On November 10, the parties had a conference with the Tribunal.

On November 11, I went to Vancouver through November 14 to organize and prepare documents. One of my tasks was to ensure that the complainants’ disclosure is complete, to the extent I had documents in my control. I put the documents in order and Clea’s staff spent a great deal of time indexing them, in preparation to send them over to UBC. I also spent my time selecting evidence that we would want to come in through the hearing.

The week of November 14, Clea also got in touch with several witnesses. However, the witness contact and prep process is paused due to a hearing she has this week and work on other matters. As of today, December 13, we know there are still a few people waiting to be contacted and I apologize for the delay. She will be able to start reaching out again after Christmas.

On November 17, Tribunalmember Prince made a decision on my Application for Documents and hearing preparation. I will not be posting it in the Documents tab because it does refer to some Class Members by name.

In short, she ordered UBC to search for and produce documents related to a narrower set of asks than I had proposed, but which she felt would be relevant and proportionate to the hearing. Originally, she set a deadline of December 12 for UBC to produce these to me, but later she granted a short extension to December 19.

Tribunalmember Prince also asked the parties to work toward settlement, and she appointed a mediator to that purpose.

The Hearing will take place by video.
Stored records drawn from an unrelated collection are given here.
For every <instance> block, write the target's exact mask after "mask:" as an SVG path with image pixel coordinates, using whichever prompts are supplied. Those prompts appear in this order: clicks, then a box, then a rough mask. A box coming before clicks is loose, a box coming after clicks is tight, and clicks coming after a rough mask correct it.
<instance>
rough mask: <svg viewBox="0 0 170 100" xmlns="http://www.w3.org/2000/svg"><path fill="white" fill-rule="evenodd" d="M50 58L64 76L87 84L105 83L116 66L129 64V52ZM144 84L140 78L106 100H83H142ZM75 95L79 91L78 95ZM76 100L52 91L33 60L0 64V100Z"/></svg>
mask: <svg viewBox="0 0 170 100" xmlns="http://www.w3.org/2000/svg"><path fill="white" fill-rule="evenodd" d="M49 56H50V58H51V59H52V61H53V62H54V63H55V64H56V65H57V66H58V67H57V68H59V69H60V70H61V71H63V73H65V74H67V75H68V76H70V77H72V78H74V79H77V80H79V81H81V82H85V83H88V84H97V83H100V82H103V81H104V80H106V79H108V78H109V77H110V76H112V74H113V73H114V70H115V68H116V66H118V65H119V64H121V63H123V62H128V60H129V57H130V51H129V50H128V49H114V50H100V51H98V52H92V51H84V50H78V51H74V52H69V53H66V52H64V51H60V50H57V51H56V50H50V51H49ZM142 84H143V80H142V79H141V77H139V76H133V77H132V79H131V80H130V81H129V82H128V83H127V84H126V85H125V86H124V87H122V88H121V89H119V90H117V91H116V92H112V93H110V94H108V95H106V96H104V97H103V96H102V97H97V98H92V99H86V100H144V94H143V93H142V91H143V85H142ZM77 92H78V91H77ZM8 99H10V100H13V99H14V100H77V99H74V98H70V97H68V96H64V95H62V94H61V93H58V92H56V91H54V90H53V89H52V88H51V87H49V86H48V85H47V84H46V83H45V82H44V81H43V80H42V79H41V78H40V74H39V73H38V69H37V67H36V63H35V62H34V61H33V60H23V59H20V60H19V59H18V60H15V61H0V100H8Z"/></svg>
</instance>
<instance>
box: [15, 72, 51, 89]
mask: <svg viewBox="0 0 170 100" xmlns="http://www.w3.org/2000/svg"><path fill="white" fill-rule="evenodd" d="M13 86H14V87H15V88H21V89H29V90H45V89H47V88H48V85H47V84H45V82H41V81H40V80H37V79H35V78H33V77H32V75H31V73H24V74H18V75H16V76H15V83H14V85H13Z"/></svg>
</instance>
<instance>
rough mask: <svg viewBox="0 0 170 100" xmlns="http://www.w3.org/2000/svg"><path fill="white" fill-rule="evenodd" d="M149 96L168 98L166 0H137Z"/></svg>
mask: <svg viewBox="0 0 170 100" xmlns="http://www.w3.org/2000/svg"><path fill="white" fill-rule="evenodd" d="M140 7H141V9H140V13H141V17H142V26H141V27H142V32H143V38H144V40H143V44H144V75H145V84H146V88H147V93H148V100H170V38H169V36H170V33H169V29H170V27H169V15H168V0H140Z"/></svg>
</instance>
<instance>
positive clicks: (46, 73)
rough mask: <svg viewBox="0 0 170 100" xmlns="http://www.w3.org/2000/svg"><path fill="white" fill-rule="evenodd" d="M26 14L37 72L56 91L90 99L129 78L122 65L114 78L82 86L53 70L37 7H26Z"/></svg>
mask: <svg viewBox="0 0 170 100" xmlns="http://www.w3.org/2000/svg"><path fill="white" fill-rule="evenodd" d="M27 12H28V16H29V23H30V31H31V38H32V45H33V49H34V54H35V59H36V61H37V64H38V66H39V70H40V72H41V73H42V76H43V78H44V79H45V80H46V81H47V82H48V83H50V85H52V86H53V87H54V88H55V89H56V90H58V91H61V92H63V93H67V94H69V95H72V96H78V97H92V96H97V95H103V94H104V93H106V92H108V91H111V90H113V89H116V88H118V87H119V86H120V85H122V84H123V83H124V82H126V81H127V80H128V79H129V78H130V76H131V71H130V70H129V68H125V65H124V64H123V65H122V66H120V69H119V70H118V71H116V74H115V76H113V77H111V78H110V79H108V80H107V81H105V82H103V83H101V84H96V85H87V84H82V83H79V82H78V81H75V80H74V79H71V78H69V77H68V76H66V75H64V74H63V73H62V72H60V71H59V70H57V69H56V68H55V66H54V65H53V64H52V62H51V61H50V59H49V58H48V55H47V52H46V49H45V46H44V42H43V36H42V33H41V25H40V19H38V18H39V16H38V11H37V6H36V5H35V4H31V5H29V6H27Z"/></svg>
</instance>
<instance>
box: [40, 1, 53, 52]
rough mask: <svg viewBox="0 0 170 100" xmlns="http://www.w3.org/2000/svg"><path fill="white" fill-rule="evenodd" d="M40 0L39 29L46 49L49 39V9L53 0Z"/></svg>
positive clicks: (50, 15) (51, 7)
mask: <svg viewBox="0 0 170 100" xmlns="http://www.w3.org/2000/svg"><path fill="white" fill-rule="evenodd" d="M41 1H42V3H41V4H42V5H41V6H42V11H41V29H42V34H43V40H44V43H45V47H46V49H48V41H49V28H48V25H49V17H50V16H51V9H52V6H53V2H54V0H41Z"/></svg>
The dates were slightly modified, to drop January 20 and add January 30. The dates are: January 16, 17, 18, 19, 23, 24, 25, 26, 27, 30; February 13, 14, 15, 16, 17, 21, 22, 23, 24, 27, 28; March 1, 2, 3. Dates were reserved in June if necessary for 5, 6, 7, 8.

I will post instructions on the blog before the hearing for how the public can attend, once the Tribunal makes that information available.

Tribunalmember Price also made a few other procedural orders about updating witness lists, filing the proposed Joint Book of Documents by January 9, 2023, etc.

I have been sick since coming back home from Vancouver but hopefully on the mend.